Revisited the six principles of object-oriented design. Six principles combined with 23 design patterns help us write high-quality code with low coupling and high scalability.
Six principles of object orientation
- Single Responsibility
Each class is a collection of closely related instance variables and methods. (For a class, there should be only one reason for its change. Simply put, a class should be a set of highly related functions and data encapsulation.) - Interface isolation A
client should not rely on interfaces it does not need. Relationships between classes should be built on a minimal interface.
Split very large and bloated interfaces into smaller and more specific interfaces. - Liskov substitution The place where the
parent class appears must be able to be replaced by the subclass, and vice versa, not necessarily. - Dependency inversion
High-level modules (callers) do not depend on low-level (concrete implementation classes), details (implementation classes) depend on abstractions (abstract classes or interfaces), and abstractions do not depend on details.

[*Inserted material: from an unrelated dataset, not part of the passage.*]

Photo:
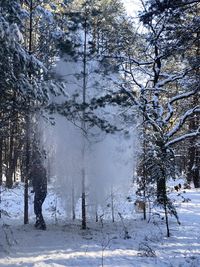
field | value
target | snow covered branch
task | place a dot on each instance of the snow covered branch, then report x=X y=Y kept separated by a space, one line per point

Inter-module dependencies occur through abstraction, and no direct dependencies occur between implementation classes. Dependencies arise through abstract classes or interfaces. - Demeter
is also known as the principle of least knowledge. A class should know the least about the classes it needs to couple or call. The caller or dependency only needs to know the methods it needs, and nothing else. - Open-Closed Principle Open
for extension, closed for modification.
Try to embrace change by extending classes. Once the program is developed, the implementation of a class in the program should only be modified due to errors. New or changed features should be implemented by creating different classes. New classes can be implemented by inheriting classes.